Maroc : Les réformes nécessaires à le démocratisation

La révolution de jasmin, totalement inattendue même au Maghreb, soulève un certain nombre de problématiques au Maroc, où des points communs, mais aussi des spécificités propres au royaume peuvent être spécifiés. Cette grille d’analyse peut par la suite être utilisée pour concevoir un plan d’action pour la démocratisation des mentalités, et du pays par les forces significatives de la nation, intellectuels, homme politiques, société civile etc…

Des points communs entre certains pays arabes (dont le Maroc) et la Tunisie, on a déjà dit l’essentiel.

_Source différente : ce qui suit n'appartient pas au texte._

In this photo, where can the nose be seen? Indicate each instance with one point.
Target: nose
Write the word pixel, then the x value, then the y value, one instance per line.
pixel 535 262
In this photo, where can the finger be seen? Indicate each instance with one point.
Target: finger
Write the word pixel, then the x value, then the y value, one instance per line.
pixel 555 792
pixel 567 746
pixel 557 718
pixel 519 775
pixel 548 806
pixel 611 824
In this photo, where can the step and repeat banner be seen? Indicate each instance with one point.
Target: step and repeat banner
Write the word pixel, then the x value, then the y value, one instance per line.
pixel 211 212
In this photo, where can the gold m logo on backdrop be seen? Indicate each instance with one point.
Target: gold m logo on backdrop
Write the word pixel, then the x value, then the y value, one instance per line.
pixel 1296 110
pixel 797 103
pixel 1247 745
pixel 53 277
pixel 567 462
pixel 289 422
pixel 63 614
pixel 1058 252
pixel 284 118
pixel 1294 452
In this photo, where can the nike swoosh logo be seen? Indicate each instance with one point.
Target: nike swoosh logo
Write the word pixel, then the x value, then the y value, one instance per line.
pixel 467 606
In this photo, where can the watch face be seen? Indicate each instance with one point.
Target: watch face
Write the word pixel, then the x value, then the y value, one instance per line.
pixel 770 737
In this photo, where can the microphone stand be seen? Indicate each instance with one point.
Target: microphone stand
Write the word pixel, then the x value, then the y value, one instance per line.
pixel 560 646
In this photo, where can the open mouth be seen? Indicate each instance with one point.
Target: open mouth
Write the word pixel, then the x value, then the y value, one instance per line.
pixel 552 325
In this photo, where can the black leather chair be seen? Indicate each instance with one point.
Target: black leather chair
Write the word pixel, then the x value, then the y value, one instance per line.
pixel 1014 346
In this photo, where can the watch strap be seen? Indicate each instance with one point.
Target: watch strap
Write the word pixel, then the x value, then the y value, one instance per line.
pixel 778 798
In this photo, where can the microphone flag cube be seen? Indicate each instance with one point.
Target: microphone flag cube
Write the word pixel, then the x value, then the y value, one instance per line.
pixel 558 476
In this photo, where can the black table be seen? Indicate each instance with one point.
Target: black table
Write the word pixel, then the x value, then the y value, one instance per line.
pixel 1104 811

Pauvreté et pouvoir d’achat minime des citoyens, corruption généralisée, hégémonie d’un chef d’Etat sur les contre-pouvoirs politiques sont autant de facteurs qui ont fait explosé le système Ben Ali et qui sont aussi présents dans nombre de pays arabes.

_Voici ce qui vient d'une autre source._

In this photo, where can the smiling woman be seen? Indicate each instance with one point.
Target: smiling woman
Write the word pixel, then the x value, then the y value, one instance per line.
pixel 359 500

Je suis d’avis que chacun de ces pays dispose tout de même de ces propres spécificités, dont le Maroc.

Tout d’abord, le degré de liberté entre le régime marocain et celui de Ben Ali est sans commune mesure.

 Certes, on ne peut pas dire que la liberté d’expression est un droit reconnu au Maroc. Le contrôle sur les médias écrits et Internet est toutefois plus souple, plus relâché et utilise des techniques utilisant un semblant de légalité (procès en diffamation et autres poursuites légales). Cela n’a pas empêché le journal le plus critique envers le régime (Le Journal hebdommadaire) d’arrêter sa diffusion du fait des coups de boutoir du pouvoir. Les journalistes pratiquent aussi un degré relativement important d’autocensure. Mais, si les commentaires ne dérangent habituellement pas le pouvoir, force est de constater que la presse relate plus ou moins fidèlement les faits.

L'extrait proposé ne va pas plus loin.